Jones, who led the forum, began by stating that SDSU’s IYSSE does not consider Chávez’s practices during his presidency to be socialist.

“The notion that socialism can be handed down to the masses by one personality, even one as dynamic as Chávez’s, is a flaw,” Jones added. “In socialism, the working class needs to have a voice of its own, they cannot be rallied through strong personalities.”

Chávez forced many oil companies to nationalize, but Jones said equating nationalism with socialism is incorrect.

Jones then discussed how support for Chávez was divided among classes, stating that most of the working class supported Chávez, while the middle class adopted more of a right-wing opinion.

Chávez never advocated for the abolition of classes, as much as he seemed to have favored the poor.
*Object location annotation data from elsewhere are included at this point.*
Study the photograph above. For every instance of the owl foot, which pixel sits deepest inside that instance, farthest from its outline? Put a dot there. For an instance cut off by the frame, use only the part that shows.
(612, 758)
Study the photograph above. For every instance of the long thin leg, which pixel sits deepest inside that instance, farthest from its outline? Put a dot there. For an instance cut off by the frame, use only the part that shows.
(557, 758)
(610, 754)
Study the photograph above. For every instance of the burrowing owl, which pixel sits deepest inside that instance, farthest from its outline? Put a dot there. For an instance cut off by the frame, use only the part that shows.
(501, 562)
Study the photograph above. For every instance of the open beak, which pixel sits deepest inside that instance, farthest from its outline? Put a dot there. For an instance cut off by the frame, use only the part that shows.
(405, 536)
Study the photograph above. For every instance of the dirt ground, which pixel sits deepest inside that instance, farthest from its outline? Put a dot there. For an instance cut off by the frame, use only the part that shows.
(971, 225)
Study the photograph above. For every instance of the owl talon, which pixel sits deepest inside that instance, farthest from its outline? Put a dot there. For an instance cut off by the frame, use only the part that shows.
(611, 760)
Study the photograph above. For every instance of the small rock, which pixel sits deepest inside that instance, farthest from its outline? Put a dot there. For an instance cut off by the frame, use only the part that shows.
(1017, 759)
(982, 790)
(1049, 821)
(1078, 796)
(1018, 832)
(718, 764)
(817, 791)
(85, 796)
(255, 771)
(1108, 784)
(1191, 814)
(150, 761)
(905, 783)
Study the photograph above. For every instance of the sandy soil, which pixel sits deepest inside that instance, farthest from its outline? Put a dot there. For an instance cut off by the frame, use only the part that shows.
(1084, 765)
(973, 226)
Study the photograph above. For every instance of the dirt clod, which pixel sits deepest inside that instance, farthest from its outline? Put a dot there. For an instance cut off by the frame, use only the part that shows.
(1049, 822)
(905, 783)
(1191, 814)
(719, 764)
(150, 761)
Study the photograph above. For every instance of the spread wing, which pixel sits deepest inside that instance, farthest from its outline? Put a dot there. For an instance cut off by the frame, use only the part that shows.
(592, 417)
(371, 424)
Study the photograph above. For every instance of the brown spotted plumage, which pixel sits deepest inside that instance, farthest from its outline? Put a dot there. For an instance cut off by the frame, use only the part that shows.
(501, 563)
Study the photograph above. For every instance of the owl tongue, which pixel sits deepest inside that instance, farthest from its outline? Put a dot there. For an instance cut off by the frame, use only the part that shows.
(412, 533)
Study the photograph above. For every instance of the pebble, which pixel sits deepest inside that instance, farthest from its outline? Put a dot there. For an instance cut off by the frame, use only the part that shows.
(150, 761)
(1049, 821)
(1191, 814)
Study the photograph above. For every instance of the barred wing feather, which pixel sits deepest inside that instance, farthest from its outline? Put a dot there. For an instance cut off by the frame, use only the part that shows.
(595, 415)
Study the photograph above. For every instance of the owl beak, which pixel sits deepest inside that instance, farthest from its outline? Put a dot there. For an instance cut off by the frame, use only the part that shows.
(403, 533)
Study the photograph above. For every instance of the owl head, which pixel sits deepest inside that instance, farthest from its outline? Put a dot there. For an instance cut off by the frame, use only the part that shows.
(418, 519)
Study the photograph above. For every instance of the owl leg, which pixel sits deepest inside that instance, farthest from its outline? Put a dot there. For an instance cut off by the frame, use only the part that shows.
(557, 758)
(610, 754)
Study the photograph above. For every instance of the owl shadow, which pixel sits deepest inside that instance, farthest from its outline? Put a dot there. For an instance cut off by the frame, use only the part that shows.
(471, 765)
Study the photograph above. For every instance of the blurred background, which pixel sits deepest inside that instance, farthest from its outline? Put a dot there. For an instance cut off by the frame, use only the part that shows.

As Chávez began to lose support, especially toward the end of his life, he did cater to the right-winged and rich, Jones added.

Chávez improved the lives of the poor by implementing programs that provided food, housing and health care to the impoverished population. Cuba provided free health care in exchange for the subsidized oil Chávez gave the country.

In 2003, Venezuela recorded a 62 percent poverty rate, which declined to 29 percent in 2009, according to World Bank.

While Chávez was praised for implementing programs that diminished poverty, many criticized him for paying for these programs with income Venezuela received from oil sales.

In the discussion, political science professor and faculty adviser for SDSU’s IYSSE Emanuele Saccarelli added that Chávez shouldn’t be classified as a socialist, because his aid to the poor was not a sustained solution to the social problems affecting the working class in Venezuela.

“The economy remained vastly dependent on oil; that’s not the basis in which you can really restructure society,” Saccarelli said.

Mechanical engineering senior Daniel Cavero, who was born in Venezuela but has lived in the U.S. for four years, attended the forum. He believes the U.S. and Chávez viewed each other in similar ways.

The U.S. media portrayed Chávez as “the devil,” but Chávez portrayed the U.S. likewise, Cavero said, alluding to Chávez’s speech at the U.N. General Assembly in 2006, when he called former President George W. Bush “the devil.”

“I think more than being a socialist, he represented something that a lot of the world didn’t see,” international security and conflict resolution sophomore Marna Shorack, who came to the U.S. from Venezuela a year and a half ago, said. “He represented a side that was very anti-Western, anti-U.S., anti-imperialistic powers, and I think that’s something that attracted a lot of people toward him.”

“There’s definitely a lot of grieving,” Cavero added. “He was such a figure. He was a father figure. He was a religious figure, even, to some people.”

Venezuela, which ended seven days of mourning Chávez’s death on Tuesday, will elect a new president on April 14. Vice president Nicolás Maduro, who holds office until then, will run for president.